1. An audit engagement basically means an audit that an auditor performs. A new engagement means the audit of the company is newly accepted by the auditor. Terms and conditions are agreed with a particular client and the auditors and the client and sign an engagement letter or an agreement which sets out the scope of the audit / engagement. This maybe agreed to for the one year or for more than one year that follows. Recurring audit engagement means the same auditor carries out audit for the Company in the subsequent years after the first year the audit engagement was accepted.

In auditing PP&E - the same explanation applies whether it is a new or recurring engagement. If its a new engagement the PP&E is being audited for the first time and if it is a recurring engagement it is being audited by the same auditor for more than a year.

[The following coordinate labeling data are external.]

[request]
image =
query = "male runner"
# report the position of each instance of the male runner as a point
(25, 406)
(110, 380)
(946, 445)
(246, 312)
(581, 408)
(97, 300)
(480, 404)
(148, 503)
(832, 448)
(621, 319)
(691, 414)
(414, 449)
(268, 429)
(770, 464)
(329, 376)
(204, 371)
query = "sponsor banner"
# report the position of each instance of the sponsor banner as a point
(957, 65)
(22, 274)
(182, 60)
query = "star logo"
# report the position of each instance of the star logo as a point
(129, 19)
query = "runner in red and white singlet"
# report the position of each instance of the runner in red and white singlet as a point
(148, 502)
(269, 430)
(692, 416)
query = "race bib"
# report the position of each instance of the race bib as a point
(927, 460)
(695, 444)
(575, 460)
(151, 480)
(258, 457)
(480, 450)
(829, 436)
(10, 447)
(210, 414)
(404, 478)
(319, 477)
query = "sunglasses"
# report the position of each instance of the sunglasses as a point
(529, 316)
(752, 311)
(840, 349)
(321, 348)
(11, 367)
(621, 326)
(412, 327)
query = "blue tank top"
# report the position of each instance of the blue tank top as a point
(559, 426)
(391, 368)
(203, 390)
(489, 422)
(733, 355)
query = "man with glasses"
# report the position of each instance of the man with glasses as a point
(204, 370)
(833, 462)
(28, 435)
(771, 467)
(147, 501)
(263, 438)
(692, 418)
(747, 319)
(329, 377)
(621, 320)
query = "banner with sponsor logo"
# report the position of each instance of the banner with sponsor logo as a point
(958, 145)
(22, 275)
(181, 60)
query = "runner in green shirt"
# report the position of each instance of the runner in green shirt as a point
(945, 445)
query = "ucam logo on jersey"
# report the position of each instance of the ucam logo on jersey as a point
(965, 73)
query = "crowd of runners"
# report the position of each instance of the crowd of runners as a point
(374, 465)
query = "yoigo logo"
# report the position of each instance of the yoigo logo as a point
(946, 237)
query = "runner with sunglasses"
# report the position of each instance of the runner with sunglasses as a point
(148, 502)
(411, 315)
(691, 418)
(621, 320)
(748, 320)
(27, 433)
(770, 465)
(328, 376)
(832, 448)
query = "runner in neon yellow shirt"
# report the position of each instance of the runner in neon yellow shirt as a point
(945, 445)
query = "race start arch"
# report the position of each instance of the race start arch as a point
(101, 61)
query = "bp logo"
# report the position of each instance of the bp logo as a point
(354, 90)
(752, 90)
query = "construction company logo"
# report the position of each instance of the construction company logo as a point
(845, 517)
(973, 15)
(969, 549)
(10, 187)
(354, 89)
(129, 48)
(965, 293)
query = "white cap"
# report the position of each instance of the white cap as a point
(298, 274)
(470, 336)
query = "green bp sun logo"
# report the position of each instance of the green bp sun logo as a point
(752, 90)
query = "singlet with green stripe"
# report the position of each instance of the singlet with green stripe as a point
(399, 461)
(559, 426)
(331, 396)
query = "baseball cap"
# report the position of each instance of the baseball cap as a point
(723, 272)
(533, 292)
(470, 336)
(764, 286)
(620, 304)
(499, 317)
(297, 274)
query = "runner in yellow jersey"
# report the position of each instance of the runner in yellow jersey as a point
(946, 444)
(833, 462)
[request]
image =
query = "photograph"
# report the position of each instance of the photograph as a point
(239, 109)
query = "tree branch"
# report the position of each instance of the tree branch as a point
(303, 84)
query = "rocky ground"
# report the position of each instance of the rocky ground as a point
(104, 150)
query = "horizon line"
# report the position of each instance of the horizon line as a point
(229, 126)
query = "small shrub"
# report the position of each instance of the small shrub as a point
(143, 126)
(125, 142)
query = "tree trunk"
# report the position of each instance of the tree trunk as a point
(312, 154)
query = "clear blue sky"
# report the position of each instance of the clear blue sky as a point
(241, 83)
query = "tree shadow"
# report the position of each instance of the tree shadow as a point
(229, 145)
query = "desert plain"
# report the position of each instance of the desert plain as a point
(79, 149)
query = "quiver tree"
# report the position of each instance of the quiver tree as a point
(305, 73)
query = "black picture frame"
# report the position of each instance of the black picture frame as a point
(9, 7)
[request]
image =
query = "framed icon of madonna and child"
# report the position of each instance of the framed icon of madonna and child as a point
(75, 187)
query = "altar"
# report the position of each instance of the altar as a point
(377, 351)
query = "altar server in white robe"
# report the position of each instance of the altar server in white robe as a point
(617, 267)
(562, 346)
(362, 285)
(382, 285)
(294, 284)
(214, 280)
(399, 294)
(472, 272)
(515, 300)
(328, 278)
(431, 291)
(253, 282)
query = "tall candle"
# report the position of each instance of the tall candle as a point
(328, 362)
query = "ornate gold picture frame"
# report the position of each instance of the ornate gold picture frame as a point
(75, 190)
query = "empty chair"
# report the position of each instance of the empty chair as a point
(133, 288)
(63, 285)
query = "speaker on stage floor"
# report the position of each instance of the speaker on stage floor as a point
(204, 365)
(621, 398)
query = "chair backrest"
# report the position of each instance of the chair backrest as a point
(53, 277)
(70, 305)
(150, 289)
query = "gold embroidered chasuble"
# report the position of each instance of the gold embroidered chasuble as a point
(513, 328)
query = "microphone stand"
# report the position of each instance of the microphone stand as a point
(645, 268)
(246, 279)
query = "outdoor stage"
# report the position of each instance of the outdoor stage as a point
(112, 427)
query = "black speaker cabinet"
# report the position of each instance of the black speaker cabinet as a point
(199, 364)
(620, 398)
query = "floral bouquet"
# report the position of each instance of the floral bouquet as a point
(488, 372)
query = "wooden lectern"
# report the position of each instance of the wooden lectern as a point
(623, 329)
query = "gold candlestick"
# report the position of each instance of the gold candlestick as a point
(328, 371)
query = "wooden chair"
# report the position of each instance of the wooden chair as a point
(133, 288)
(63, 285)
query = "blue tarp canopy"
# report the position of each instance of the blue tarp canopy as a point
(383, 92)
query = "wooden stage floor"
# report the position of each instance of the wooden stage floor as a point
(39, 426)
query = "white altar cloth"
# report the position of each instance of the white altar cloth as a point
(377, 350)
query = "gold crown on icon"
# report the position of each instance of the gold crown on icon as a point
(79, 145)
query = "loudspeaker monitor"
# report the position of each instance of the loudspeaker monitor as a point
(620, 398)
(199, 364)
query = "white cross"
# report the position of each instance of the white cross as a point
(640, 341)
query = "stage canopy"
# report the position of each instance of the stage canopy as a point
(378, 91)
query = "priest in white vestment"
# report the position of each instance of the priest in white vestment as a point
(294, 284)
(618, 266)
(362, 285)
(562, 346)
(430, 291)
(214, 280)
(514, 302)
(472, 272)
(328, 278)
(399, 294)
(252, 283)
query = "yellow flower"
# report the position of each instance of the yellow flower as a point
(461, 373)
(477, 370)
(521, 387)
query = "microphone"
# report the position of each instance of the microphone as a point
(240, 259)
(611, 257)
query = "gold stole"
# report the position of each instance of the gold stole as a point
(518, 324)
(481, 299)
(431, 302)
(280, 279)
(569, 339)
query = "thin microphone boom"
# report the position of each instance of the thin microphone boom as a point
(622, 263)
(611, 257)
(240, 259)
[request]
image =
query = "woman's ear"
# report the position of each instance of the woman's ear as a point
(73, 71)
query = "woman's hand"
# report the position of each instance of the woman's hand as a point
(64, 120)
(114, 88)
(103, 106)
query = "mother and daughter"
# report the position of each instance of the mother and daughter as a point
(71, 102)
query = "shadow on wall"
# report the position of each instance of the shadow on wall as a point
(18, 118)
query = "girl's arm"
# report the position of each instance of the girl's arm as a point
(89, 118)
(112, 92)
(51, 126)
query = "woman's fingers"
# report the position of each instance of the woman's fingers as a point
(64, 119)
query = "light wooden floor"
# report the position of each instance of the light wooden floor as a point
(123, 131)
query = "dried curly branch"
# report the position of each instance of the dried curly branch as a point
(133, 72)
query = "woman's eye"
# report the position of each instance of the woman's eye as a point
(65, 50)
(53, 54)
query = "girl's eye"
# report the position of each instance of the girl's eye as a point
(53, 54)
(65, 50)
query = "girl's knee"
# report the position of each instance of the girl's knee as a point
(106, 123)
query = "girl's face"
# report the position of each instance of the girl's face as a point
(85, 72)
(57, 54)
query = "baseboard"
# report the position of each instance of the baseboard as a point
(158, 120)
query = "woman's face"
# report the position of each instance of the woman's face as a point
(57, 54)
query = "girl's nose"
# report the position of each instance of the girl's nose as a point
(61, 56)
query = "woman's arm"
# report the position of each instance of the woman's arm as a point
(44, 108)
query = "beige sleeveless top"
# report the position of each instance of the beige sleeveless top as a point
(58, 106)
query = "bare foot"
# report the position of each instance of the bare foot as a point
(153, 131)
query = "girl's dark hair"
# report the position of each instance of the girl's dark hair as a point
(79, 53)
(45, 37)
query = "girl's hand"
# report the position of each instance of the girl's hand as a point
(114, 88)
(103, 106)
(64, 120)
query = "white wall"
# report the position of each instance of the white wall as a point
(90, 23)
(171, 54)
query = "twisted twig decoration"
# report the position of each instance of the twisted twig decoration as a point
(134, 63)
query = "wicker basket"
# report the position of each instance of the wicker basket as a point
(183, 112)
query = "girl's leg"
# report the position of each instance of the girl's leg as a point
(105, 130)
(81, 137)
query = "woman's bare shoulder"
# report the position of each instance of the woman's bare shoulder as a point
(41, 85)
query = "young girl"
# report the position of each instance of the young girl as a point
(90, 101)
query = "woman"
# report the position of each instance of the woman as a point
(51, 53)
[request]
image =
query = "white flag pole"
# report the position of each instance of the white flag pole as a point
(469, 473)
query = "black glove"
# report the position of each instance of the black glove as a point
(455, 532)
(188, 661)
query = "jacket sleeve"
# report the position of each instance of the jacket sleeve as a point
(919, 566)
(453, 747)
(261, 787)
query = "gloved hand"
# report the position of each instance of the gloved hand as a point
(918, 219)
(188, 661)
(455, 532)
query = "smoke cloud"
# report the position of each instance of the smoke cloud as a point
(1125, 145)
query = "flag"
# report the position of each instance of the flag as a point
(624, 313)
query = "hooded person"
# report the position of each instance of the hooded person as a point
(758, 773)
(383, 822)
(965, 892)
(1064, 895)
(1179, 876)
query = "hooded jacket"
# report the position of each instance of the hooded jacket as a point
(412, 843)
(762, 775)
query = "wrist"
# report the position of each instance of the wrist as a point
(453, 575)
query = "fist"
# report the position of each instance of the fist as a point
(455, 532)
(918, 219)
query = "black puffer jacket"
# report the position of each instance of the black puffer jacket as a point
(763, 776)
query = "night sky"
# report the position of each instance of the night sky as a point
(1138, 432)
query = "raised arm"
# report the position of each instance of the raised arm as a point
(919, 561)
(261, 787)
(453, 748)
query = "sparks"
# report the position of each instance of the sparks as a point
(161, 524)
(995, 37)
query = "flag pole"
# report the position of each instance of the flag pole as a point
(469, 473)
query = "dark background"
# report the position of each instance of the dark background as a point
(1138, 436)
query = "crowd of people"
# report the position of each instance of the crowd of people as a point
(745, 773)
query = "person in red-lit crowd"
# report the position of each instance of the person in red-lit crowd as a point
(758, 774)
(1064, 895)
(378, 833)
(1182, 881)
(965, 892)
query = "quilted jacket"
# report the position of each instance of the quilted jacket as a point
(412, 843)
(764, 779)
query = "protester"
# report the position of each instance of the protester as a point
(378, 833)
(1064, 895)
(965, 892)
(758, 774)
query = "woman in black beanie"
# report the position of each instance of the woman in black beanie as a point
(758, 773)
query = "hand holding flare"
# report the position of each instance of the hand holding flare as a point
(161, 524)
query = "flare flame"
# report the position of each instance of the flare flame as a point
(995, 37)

2. Ensuring the dividends paid out by the Company when auditing stockholders equity is crucial. A company pays out the shareholders in form of dividends. These maybe in cash or shares. to audit the dividend first step would be to check the board meeting minutes where the board of directors have agreed to pay certain dividends to its shareholders. Make sure the dividend amount reconciles to the amounts in the financial statements and the minutes. If the client uses an outside independent agent to process cash dividends, obtain a confirmation from the agent for the payments made. Alternatively, it can also be audited by verifying the amounts paid out to the agent from the remittance advices or bank payments. Since, before a cash dividend could be paid to the shareholders, the Company has to pay out the cash to the agent and the dividend paid should reconcile to the total you get when you multiply the dividend declared by the number of shares outstanding.